## Example from MGnify summary data

1. Study MGYS00006608, 16S rRNA amplicon sequencing from the Ocean Sampling Day (OSD) campaign June 2018 (ERP124424_taxonomy_abundances_SSU_v5.0)
2. Study MGYS00006607, 16S rRNA amplicon sequencing from the Ocean Sampling Day (OSD) campaign June 2019 (ERP124431_taxonomy_abundances_SSU_v5.0)
3. Study MGYS00000492, Amplicon sequencing of Tara Oceans DNA samples corresponding to size fractions for prokaryotes or protist. (ERP003634_taxonomy_abundances_SSU_v5.0)
4. Study MGYS00006680, SOLA sampling point Raw sequence reads (SRP237882_taxonomy_abundances_SSU_v5.0)
5. Study MGYS00006682, Vertical stratification of environmental DNA in the open ocean captures ecological patterns and behavior of deep-sea fishes (SRP334933_taxonomy_abundances_SSU_v5.0)
6. Study MGYS00006678, Dataset on spatiotemporal variation of microbial plankton communities in the Baltic Sea (ERP140185_taxonomy_abundances_SSU_v5.0)
7. Study MGYS00006675, 16S rRNA gene amplicon time-series in Blanes Bay Microbial Observatory (BBMO) (ERP122219_taxonomy_abundances_SSU_v5.0)
8. Study MGYS00003725, Arctic microbiome along Svalbard Cross Shelf transects (ERP106348_taxonomy_abundances_SSU_v5.0)
9. Study MGYS00006686, Environmental DNA and zooplankton samples taken at Helgoland Roads in June 2019 (ERP144826_taxonomy_abundances_SSU_v5.0)
10. Study MGYS00006714, Regional and vertical patterns in microbial communities across Fram Strait (2015-2019) (ERP151329_taxonomy_abundances_SSU_v5.0)


In [1]:
# This needs to be repeated here for the Pannel dashboard to work, WEIRD
# TODO: report as possible bug
import sys
import os
import io
import warnings
import holoviews as hv

from functools import partial
warnings.filterwarnings('ignore')

import pandas as pd
import panel as pn
from dotenv import load_dotenv
load_dotenv()

from mgo.udal import UDAL

# All low level functions are imported from the momics package
from momics.loader import load_parquets_udal
from momics.metadata import get_metadata_udal, enhance_metadata
import momics.plotting as pl
from momics.panel_utils import (
    diversity_select_widgets, create_indicators_diversity,
    serve_app, close_server,
)
from momics.diversity import (
    beta_diversity_parametrized,
)

from momics.taxonomy import (
    fill_taxonomy_placeholders,
    pivot_taxonomic_data,
    remove_high_taxa,
    prevalence_cutoff_taxonomy,
    prevalence_cutoff,
)

## Loading EMO-BON (meta)data

In [2]:
# parquet files
if 'google.colab' in str(get_ipython()):
    root_folder = os.path.abspath(os.path.join('/content/momics-demos'))
else:
    root_folder = os.path.abspath(os.path.join('../'))

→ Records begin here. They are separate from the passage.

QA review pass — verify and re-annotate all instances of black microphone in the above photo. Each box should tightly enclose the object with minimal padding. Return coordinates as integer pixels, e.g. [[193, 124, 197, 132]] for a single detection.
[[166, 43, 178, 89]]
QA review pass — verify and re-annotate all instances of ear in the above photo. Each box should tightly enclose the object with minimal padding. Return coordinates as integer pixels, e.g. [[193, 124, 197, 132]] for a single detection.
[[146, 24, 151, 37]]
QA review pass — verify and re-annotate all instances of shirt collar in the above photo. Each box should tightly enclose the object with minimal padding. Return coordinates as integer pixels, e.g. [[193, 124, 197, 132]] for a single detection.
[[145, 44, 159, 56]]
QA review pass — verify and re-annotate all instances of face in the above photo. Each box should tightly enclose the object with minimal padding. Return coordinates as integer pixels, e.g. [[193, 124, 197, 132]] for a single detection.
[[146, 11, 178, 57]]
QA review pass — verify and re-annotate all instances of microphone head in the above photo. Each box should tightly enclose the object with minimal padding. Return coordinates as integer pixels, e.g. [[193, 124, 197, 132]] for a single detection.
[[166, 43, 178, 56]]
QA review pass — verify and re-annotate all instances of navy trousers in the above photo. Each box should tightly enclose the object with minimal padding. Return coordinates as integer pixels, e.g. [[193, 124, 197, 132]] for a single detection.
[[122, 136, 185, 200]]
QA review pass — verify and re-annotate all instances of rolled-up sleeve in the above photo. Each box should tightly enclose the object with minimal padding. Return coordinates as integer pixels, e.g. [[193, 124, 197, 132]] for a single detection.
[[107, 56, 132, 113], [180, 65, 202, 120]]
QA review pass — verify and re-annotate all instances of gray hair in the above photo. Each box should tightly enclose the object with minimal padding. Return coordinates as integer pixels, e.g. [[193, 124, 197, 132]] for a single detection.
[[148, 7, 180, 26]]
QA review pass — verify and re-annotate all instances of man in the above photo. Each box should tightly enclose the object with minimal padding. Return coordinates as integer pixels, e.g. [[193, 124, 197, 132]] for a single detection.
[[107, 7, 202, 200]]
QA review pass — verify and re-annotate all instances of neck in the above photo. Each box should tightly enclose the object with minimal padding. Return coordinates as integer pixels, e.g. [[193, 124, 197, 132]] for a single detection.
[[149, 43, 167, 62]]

assets_folder = os.path.join(root_folder, 'assets')
data_folder = os.path.join(root_folder, 'data')

In [3]:
@pn.cache()
def get_data():
    return load_parquets_udal()

# Load and merge metadata
@pn.cache()
def get_full_metadata():
    return get_metadata_udal()

@pn.cache()
def get_valid_samples():
    df_valid = pd.read_csv(
        os.path.join(root_folder, 'data/shipment_b1b2_181.csv')
    )
    return df_valid

In [4]:
# Load metadata
full_metadata = get_full_metadata()

# filter the metadata only for valid 181 samples
valid_samples = get_valid_samples()
full_metadata = enhance_metadata(full_metadata, valid_samples)

# LOADing data
mgf_parquet_dfs = get_data()

In [5]:
# keep only ssu
ssu = mgf_parquet_dfs['ssu'].copy()

del mgf_parquet_dfs

### MGnify: Get study metadata
- study contains many samples, metadata need to be per sample.

In [67]:
from jsonapi_client import Session as APISession
import requests
from tqdm import tqdm
import time

In [None]:
# function to get metadata for MGnify studies
def get_mgnify_metadata(study_id):
    with APISession("https://www.ebi.ac.uk/metagenomics/api/v1") as session:

        samples = map(lambda r: r.json, session.iterate(f'studies/{study_id}/samples?page_size=1000'))

        sample_list = []
        for sample_json in tqdm(samples):
            # Flatten sample-metadata list into a dictionary
            # 1. Extract sample-metadata (allowing None)
            metadata_fields = {
                item.get("key"): item.get("value", None)
                for item in sample_json["attributes"].get("sample-metadata", [])
            }

            # 2. Extract all other attributes (including None)
            attributes_fields = {
                k: v for k, v in sample_json["attributes"].items()
                if k != "sample-metadata"  # already unpacked separately
            }

            # 3. Merge everything including top-level id
            flat_data = {
                "id": sample_json.get("id"),
                **attributes_fields,
                **metadata_fields
            }

            # 4. Create DataFrame
            df = pd.DataFrame([flat_data])
            sample_list.append(df)

        # Concatenate all DataFrames into one
        df = pd.concat(sample_list, ignore_index=True)
        df['study'] = study_id
    return df


In [65]:
all_studies = [
    'MGYS00006608',
    'MGYS00006607',
    'MGYS00000492',
    'MGYS00006680',
    'MGYS00006682',
    'MGYS00006678',
    'MGYS00006675',
    'MGYS00003725',
    'MGYS00006686',
    'MGYS00006714',
]

In [71]:
metadata_list = []
for study in all_studies:
    time.sleep(1)  # To avoid hitting the API too fast
    try:
        metadata_list.append(get_mgnify_metadata(study))
    except Exception as e:
        print(f"Error fetching metadata for {study}: {e}")
# Concatenate all DataFrames into one
metadata = pd.concat(metadata_list, ignore_index=True)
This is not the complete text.